British manufacturers and those in other parts of Europe want to move more of the supply chain for batteries used in electric cars and renewable energy away from China and closer to their plants, a survey showed on Tuesday (Jul 12).
China dominates the processing of the minerals used in electric batteries, as well as making the cells and related components, with Japan and South Korea in a distant second and third place.
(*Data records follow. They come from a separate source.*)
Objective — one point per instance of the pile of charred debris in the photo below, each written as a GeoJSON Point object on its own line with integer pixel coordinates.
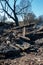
{"type": "Point", "coordinates": [14, 40]}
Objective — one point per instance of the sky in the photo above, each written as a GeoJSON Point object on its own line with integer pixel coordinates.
{"type": "Point", "coordinates": [37, 7]}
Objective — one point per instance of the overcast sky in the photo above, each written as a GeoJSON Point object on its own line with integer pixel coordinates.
{"type": "Point", "coordinates": [37, 7]}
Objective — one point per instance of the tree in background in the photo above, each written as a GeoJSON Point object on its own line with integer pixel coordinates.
{"type": "Point", "coordinates": [30, 18]}
{"type": "Point", "coordinates": [21, 8]}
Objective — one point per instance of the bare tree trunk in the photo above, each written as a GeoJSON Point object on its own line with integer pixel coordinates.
{"type": "Point", "coordinates": [16, 20]}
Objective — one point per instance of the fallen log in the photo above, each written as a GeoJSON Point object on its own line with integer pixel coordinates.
{"type": "Point", "coordinates": [24, 38]}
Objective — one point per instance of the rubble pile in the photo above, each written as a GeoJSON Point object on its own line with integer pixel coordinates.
{"type": "Point", "coordinates": [11, 39]}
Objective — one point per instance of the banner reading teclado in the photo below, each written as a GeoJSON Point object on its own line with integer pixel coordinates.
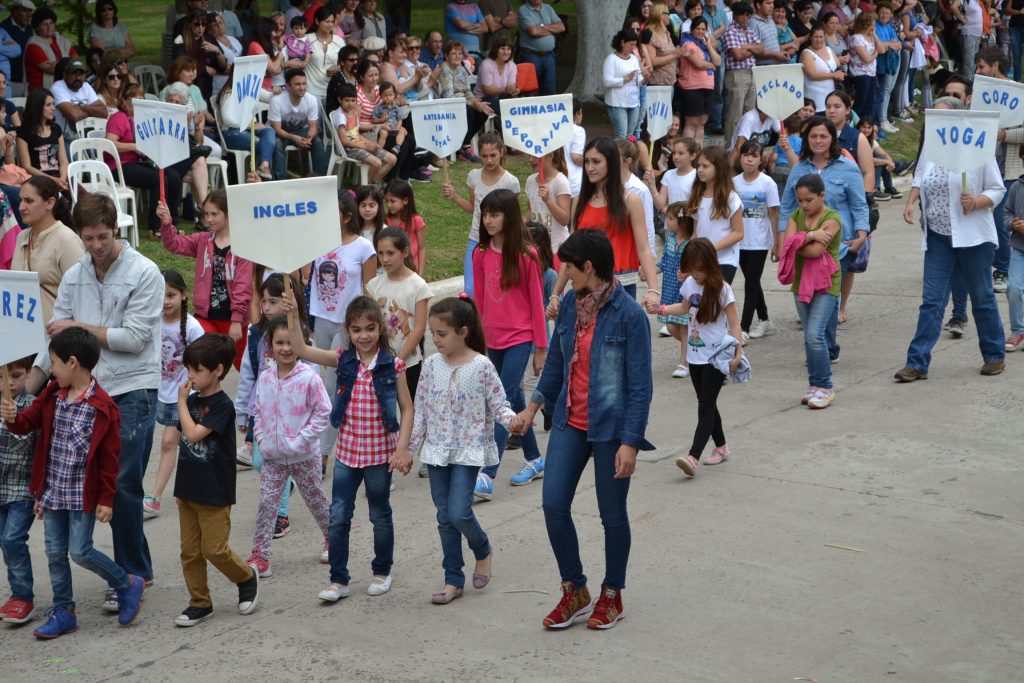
{"type": "Point", "coordinates": [537, 125]}
{"type": "Point", "coordinates": [439, 125]}
{"type": "Point", "coordinates": [161, 131]}
{"type": "Point", "coordinates": [779, 89]}
{"type": "Point", "coordinates": [1005, 96]}
{"type": "Point", "coordinates": [247, 79]}
{"type": "Point", "coordinates": [961, 140]}
{"type": "Point", "coordinates": [285, 224]}
{"type": "Point", "coordinates": [20, 315]}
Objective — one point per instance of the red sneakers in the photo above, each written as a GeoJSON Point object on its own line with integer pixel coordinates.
{"type": "Point", "coordinates": [574, 603]}
{"type": "Point", "coordinates": [607, 610]}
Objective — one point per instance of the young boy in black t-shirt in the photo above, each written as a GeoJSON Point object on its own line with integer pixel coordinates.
{"type": "Point", "coordinates": [204, 484]}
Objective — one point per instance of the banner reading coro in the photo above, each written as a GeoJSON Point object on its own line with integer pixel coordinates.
{"type": "Point", "coordinates": [161, 131]}
{"type": "Point", "coordinates": [439, 125]}
{"type": "Point", "coordinates": [1005, 96]}
{"type": "Point", "coordinates": [20, 315]}
{"type": "Point", "coordinates": [779, 89]}
{"type": "Point", "coordinates": [961, 140]}
{"type": "Point", "coordinates": [240, 103]}
{"type": "Point", "coordinates": [285, 224]}
{"type": "Point", "coordinates": [537, 125]}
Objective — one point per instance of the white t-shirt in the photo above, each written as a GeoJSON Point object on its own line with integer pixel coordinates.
{"type": "Point", "coordinates": [758, 197]}
{"type": "Point", "coordinates": [292, 117]}
{"type": "Point", "coordinates": [337, 279]}
{"type": "Point", "coordinates": [718, 228]}
{"type": "Point", "coordinates": [172, 372]}
{"type": "Point", "coordinates": [62, 94]}
{"type": "Point", "coordinates": [577, 146]}
{"type": "Point", "coordinates": [704, 340]}
{"type": "Point", "coordinates": [397, 300]}
{"type": "Point", "coordinates": [557, 186]}
{"type": "Point", "coordinates": [679, 186]}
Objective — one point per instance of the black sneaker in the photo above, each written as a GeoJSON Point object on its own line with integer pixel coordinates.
{"type": "Point", "coordinates": [248, 593]}
{"type": "Point", "coordinates": [282, 527]}
{"type": "Point", "coordinates": [193, 615]}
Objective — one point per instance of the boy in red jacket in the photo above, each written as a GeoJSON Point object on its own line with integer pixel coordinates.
{"type": "Point", "coordinates": [74, 475]}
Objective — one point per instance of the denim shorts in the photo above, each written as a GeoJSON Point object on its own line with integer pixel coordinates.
{"type": "Point", "coordinates": [167, 414]}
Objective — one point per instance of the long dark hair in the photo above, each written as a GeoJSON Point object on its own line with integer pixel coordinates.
{"type": "Point", "coordinates": [614, 191]}
{"type": "Point", "coordinates": [459, 312]}
{"type": "Point", "coordinates": [699, 255]}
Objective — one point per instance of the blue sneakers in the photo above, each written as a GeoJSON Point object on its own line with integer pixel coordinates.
{"type": "Point", "coordinates": [130, 600]}
{"type": "Point", "coordinates": [484, 488]}
{"type": "Point", "coordinates": [531, 469]}
{"type": "Point", "coordinates": [58, 623]}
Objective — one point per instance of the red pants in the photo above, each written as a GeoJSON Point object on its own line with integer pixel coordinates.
{"type": "Point", "coordinates": [220, 327]}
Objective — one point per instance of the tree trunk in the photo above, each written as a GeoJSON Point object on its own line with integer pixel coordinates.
{"type": "Point", "coordinates": [597, 22]}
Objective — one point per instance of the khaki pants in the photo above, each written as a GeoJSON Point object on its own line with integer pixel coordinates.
{"type": "Point", "coordinates": [205, 532]}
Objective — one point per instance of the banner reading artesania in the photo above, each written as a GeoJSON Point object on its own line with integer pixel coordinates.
{"type": "Point", "coordinates": [779, 89]}
{"type": "Point", "coordinates": [961, 140]}
{"type": "Point", "coordinates": [285, 224]}
{"type": "Point", "coordinates": [537, 125]}
{"type": "Point", "coordinates": [1005, 96]}
{"type": "Point", "coordinates": [240, 103]}
{"type": "Point", "coordinates": [161, 131]}
{"type": "Point", "coordinates": [20, 315]}
{"type": "Point", "coordinates": [439, 125]}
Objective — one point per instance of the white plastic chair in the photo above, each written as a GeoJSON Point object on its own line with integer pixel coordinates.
{"type": "Point", "coordinates": [101, 180]}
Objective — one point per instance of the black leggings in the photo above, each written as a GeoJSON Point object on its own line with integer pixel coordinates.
{"type": "Point", "coordinates": [753, 264]}
{"type": "Point", "coordinates": [708, 383]}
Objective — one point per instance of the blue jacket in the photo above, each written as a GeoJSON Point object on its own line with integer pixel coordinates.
{"type": "Point", "coordinates": [844, 193]}
{"type": "Point", "coordinates": [385, 386]}
{"type": "Point", "coordinates": [621, 384]}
But manufacturers in a survey of 200 European firms conducted by industrial prototyping company Protolabs said they had grown more concerned about supply chain disruption over the past year and wanted to use suppliers closer to home.
Japanese carmaker Nissan announced on Jul 1 that it would invest £1 billion (US$1.4 billion) with a Chinese partner Envision AESC to produce batteries near its main European plant in Sunderland, northeast England.
Some 80 per cent of firms said they wanted to move their supply chain for batteries closer to production, rising to 84 per cent of British firms which were seeking to make changes within the next 12 months.
“With just 6 per cent of battery manufacturing taking place in Europe, we are still heavily reliant on battery cell imports and, with demand for electric vehicles increasing rapidly, there is an understanding this has to change,” said Bjoern Klaas, managing director of Protolabs Europe.
Britain’s government has said it will ban the sale of new diesel and petrol cars from 2030. The battery is usually the most expensive part in the electric cars that will replace them.